Think Little

Think Little

Thinking Little is what Jesus did when he spent his first thirty years in quiet, obscurity, obeying his parents in Nazareth. It’s why he spent his three-year ministry training 12 disciples, and confined himself to a small area, in order to change the world. 

In 1970, the author Wendell Berry wrote an essay called “Think Little”. He argues that in order to sustain the Green Movement over the long-term, it can’t just be something we expect Big Thinkers in government to fix. It’s got to be dealt with by personal change in how we live. “For most of the history of this country [the USA] our motto, implied or spoken, has been Think Big. A better motto, and an essential one now, is Think Little”. P.54. By Think Little, he means we need to stop hiding behind general, vague slogans, and get specific. We need to build our marriages, care for a garden, and switch the lights off. There’s nothing Christian about the essay. But I love the basic idea.

“Don’t Think Big. Think Little.” I wish Christians would adopt this mindset.

This doesn’t sound obvious, at first, does it? As Christians, we have all kinds of reasons to Think Big. Our God is Big, after all. Isaiah tells us “the nations are like a drop from a bucket” to him (Isa 40:15). The Great Commission is Big; Jesus sends us out to “make disciples of all nations” (Matt 28:19). The consequences are Big—people will spend an eternity in heaven and hell depending on how they respond to Jesus (John 3:16). Therefore, having big ambitions for Christ’s kingdom seems only natural. Surely, we want the little mustard seed to grow big (Matt 13:31-32)? Jesus is Saviour of the world (John 4:42).

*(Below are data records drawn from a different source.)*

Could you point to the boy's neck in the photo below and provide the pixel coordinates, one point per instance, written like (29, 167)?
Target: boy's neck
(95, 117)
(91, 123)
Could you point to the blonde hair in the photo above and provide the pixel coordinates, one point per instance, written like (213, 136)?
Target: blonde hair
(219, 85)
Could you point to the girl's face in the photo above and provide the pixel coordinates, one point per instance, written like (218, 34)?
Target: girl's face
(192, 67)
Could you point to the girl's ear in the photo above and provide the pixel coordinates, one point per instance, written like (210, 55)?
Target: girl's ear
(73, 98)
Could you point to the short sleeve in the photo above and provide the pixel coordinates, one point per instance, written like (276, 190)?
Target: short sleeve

But it’s precisely at this point that the danger of Thinking Big appears. It gets very hard to disentangle our promotion of Christ from self-promotion. Every Christian ministry knows this, if they’re honest. It’s scary how building platforms and “brand” have become part and parcel of our thinking. We feel the pull of the internet, and the size and scale of the audience it offers (especially among the young), and we’d love to harness it for Jesus Christ. But before we know it, our well-meant enthusiasm gets sucked into the hype of Big Thinking. Fads and bandwagons periodically roll through the Christian church. So-and-so becomes “the Next Big Thing”. The Think Big slogan doesn’t fit very well with the spirit of John the Baptist, who said, “He must increase, but I must decrease” (John 3:30).